Review of Louis Vuitton Cologne Perfumes Ad Campaign by Artist Alex Isreal
Louis Vuitton’s newest Cologne Perfume Collection arrives not with the sultry glances of a celebrity muse, but with the whimsical vitality of animated shorts, signaling an imaginative shift in luxury fragrance marketing. Created by Master Perfumer Jacques Cavallier Belletrud, the six scents—California Dream, Afternoon Swim, Pacific Chill, City of Stars, On The Beach, and Sun Song—are brought to life through a visual collaboration with artist Alex Israel. In a moment where most fragrance campaigns lean on high-wattage talent and cinematic polish, Louis Vuitton opts for something far more transportive: a kaleidoscopic, narrative-driven world that feels intimate, immersive, and distinctly its own.
Rendered in vibrant tones and fluid transitions, each film functions less as an advertisement and more as a portal—inviting viewers not only into the essence of the fragrances, but into the broader culture of artist-led collaboration that has become core to the Louis Vuitton identity. Each animation is a story stitched to scent. California Dream opens with a young woman reclining on the hood of her car, the city skyline blushing pink as she spritzes perfume into the air, her cassette player humming in the background. Pacific Chill captures a young woman practicing yoga on a high-rise rooftop, where a bottle’s shadow morphs into a towel that transports her and the viewer onto a Pacific coastal trail on the water’s edge. Afternoon Swim bottles the spirit of beachside reverie, while City of Stars follows a woman gliding through Los Angeles in a convertible, her perfume’s name embossed on both license plate and theater marquee. Each short doesn’t just depict the fragrance; it renders its emotion, offering a narrative embodiment of mood, memory, and place.
What sets this campaign apart is not only its format, but the way it trusts story and symbolism over salesmanship. Where traditional luxury fragrance campaigns often project a fantasy through celebrity aspiration or brand ambassadorship with abstract sensuality, this animated campaign offers something far more democratizing. Louis Vuitton’s shorts provide characters that viewers can imaginatively embody, inviting viewers to become characters within the Louis Vuitton universe, not just witnesses to it. The decision to forego a known face in favor of a felt experience cleverly sidesteps the limitations of e-commerce scent marketing—giving shape, sound, and spirit to something inherently intangible. The animated shorts ironically provide the customer with a sense of reality. They don’t ask consumers to aspire upward—they offer a door inward, into scenes of solitude, ritual, and wonder, where the fragrance becomes an extension of self rather than a mere marker of status.

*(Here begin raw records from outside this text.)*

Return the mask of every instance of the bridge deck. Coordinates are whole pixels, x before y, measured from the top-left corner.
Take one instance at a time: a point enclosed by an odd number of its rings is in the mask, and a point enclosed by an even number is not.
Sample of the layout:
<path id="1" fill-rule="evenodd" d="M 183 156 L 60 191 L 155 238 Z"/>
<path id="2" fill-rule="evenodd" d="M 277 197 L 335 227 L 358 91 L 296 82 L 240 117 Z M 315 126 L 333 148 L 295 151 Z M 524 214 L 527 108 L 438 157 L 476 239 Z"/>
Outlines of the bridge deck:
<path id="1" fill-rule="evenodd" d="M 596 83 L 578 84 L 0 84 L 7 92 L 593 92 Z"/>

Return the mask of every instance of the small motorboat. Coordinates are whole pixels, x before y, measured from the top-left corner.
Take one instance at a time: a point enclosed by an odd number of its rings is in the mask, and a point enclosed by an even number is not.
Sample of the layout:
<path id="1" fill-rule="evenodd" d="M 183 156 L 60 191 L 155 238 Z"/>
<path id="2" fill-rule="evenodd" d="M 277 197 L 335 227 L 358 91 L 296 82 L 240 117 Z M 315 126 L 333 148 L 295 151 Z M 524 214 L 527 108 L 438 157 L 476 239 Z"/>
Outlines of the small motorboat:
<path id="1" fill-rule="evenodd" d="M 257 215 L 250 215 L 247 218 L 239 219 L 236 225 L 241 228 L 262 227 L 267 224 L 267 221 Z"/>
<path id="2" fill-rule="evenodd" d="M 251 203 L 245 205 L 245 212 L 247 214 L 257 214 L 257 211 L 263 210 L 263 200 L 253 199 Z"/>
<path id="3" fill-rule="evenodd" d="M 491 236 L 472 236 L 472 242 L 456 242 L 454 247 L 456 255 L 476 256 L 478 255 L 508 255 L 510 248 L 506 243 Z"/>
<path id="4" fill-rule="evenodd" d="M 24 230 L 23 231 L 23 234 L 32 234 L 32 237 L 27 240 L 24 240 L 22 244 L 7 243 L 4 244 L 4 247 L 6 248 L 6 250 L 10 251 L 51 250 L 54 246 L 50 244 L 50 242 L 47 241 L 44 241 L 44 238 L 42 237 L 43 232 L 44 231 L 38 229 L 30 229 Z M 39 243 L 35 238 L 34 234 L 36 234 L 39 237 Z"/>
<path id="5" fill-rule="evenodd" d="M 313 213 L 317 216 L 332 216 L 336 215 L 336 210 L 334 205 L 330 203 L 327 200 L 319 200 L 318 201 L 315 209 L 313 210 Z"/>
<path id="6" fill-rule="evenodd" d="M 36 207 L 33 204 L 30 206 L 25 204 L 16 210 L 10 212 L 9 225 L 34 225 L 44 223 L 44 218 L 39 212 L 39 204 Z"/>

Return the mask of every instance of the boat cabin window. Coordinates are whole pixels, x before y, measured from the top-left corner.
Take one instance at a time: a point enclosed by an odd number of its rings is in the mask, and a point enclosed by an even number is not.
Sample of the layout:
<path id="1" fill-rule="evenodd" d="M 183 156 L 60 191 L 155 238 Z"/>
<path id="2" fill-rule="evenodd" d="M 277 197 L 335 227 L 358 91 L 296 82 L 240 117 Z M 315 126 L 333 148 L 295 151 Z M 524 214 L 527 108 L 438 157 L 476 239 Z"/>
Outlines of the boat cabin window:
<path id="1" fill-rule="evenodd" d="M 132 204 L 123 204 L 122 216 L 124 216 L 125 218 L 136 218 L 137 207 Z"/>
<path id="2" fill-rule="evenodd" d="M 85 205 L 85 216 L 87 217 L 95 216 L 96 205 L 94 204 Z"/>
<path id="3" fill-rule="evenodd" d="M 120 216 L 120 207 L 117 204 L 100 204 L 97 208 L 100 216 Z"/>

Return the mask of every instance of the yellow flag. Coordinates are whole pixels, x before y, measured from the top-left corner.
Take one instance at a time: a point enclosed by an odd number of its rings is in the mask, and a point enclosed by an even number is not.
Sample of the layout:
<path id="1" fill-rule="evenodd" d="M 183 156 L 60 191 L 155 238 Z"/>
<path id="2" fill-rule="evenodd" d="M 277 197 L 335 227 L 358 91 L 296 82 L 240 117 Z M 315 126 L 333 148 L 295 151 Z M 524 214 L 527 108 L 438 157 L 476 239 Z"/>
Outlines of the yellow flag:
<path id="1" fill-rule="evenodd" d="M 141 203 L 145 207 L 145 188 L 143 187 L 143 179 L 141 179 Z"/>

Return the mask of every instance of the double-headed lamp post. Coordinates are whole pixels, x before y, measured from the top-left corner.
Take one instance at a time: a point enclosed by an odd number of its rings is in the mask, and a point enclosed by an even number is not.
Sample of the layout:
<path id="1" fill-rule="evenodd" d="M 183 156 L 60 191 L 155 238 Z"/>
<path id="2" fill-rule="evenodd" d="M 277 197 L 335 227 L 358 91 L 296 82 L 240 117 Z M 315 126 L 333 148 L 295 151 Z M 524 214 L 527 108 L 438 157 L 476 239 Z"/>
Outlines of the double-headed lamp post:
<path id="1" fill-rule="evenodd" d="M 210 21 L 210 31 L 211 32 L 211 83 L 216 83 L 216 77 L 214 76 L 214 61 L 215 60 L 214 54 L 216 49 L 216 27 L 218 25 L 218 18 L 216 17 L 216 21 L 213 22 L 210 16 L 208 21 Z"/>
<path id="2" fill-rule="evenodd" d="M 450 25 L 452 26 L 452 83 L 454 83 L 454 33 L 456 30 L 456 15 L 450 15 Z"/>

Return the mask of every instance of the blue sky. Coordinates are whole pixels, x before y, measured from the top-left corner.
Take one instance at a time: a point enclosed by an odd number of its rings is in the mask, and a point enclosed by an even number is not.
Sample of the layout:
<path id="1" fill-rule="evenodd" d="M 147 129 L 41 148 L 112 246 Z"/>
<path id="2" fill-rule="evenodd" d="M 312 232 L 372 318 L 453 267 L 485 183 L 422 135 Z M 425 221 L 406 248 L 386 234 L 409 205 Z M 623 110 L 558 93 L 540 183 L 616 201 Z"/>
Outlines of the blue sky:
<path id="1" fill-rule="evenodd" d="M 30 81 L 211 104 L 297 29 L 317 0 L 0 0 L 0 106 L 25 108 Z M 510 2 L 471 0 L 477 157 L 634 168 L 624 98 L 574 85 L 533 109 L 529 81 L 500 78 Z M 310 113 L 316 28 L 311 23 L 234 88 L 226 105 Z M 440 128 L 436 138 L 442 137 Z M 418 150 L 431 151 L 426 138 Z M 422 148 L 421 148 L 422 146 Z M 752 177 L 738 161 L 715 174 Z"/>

It has long been acknowledged that fragrance is the entry price point for luxury, and though one of the most competitive sectors, it is often weighed down by overfamiliar tropes. Louis Vuitton’s animated approach offers a fragrance campaign that feels fresh, genre-redefining, and genuinely sensorial. The campaign can read as both a bold visual risk and a confident act of restraint to the predictability of fragrance marketing; a reminder that luxury need not always be literal. That in the right hands, a scent can be seen, heard, and imagined long before it’s ever worn. By pairing Belletrud’s nuanced compositions with Israel’s light and lush narrative animations, the house transforms the act of fragrance discovery into something exciting, personal, and irresistibly tactile—even through a screen.